Pittsburgh Mayor Bill Peduto (D) on Sunday dismissed President Donald Trump’s suggestion of adding “armed guards” to houses of worship in the wake of the deadly mass shooting at the Tree of Life synagogue a day earlier.
Peduto, during an interview with NBC’s “Meet the Press,” instead urged Congress to pass stricter gun laws to prevent similar attacks in the future.
“I don’t think that the answer to this problem is solved by having our synagogues, mosques and churches filled with armed guards or our schools filled with armed guards,” Peduto said. “We should try to stop irrational behavior from happening at the forefront.”
Hours after a gunman opened fire at the synagogue Saturday, killing at least 11 people, Trump told reporters that gun control had “little to do” with the attack.
“If there was an armed guard inside the temple, they would have been able to stop him,” the president claimed.
Trump has repeatedly called for arming more people in response to mass shootings. After the Marjory Stoneman Douglas High School massacre in Parkland, Florida, on Feb. 14, Trump suggested “giving concealed guns to adept teachers.”
But Peduto on Sunday threw cold water on Trump’s call for more guns in response to mass shootings.
“We shouldn’t be trying to find ways to minimize the dangers that occur from irrational behavior,” he continued. “We should be working to eliminate irrational behavior and the empowerment of people who would seek to cause this type of carnage from continuing.”
He continued: “I think the approach that we need to be looking at is how we take the guns ― which is the common denominator of every mass shooting in America ― out of the hands of those that are looking to express hatred through murder.”

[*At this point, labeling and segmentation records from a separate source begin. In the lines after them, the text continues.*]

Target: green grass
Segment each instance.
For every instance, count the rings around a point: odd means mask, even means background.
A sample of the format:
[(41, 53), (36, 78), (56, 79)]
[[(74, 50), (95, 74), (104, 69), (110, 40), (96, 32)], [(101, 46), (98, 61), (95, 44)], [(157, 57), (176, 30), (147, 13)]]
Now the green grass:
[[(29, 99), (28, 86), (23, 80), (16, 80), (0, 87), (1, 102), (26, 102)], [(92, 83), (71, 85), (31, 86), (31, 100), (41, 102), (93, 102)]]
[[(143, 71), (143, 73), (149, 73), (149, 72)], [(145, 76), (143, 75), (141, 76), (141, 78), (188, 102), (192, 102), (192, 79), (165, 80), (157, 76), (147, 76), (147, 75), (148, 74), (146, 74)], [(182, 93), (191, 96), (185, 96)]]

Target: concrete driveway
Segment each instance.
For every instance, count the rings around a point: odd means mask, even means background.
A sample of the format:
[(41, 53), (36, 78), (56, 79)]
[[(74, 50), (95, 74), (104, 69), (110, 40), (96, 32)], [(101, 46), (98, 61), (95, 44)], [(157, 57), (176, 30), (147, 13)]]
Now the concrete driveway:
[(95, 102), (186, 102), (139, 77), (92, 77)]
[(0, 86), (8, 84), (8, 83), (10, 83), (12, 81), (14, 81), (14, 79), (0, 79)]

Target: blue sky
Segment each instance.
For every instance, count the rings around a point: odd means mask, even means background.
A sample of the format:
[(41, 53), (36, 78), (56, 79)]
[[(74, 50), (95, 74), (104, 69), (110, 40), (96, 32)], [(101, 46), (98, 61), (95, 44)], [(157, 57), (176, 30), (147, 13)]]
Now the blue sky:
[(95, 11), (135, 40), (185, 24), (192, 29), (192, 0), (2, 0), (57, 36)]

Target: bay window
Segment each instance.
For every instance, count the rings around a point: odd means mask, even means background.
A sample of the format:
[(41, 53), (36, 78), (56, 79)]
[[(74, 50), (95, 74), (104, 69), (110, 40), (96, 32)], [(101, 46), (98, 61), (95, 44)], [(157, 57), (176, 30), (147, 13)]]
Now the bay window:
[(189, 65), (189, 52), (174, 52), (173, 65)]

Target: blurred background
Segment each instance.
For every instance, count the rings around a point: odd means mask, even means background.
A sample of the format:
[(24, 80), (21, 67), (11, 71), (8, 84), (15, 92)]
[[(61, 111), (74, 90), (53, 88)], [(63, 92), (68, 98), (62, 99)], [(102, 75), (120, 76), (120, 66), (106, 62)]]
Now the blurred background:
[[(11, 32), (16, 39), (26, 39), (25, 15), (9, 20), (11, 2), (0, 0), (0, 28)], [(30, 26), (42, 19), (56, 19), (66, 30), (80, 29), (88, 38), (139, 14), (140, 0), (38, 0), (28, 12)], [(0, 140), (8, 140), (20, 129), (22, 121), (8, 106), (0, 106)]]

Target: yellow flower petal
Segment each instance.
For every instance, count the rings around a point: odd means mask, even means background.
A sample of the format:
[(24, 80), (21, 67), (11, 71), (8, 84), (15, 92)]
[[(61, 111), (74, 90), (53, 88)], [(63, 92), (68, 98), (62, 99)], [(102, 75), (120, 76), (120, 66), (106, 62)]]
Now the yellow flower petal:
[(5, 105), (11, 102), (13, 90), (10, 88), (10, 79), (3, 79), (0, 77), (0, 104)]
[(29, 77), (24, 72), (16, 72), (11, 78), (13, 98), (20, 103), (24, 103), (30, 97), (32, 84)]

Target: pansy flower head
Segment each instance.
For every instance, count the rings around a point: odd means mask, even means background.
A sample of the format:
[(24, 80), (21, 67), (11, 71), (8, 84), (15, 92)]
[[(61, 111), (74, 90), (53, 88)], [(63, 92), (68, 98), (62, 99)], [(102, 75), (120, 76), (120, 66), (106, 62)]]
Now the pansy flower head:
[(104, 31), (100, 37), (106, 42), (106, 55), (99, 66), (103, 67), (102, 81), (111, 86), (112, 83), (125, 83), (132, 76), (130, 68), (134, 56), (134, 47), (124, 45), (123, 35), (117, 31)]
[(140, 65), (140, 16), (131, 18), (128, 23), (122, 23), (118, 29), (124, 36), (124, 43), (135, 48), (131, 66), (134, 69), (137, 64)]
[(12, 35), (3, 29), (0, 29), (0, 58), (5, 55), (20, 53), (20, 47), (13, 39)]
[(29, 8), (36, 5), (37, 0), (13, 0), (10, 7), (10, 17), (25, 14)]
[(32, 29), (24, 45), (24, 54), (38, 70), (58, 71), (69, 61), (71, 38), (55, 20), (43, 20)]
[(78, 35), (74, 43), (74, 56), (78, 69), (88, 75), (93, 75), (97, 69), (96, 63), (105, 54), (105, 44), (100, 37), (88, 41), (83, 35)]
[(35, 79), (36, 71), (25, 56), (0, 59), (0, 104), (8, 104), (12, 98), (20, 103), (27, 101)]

Pittsburgh City Council members Corey O’Connor and Erika Strassburger echoed Peduto’s comments during an appearance Sunday on ABC’s “This Week.”
“That’s not the community we want ― we don’t want people having armed guards in every door you walk into,” O’Connor said. “That’s not the type of community that we want to live in.”
Strassburger added, “Where do we stop with arming our entire society and feeling as if we can’t be safe anywhere? I just don’t see that as the answer.”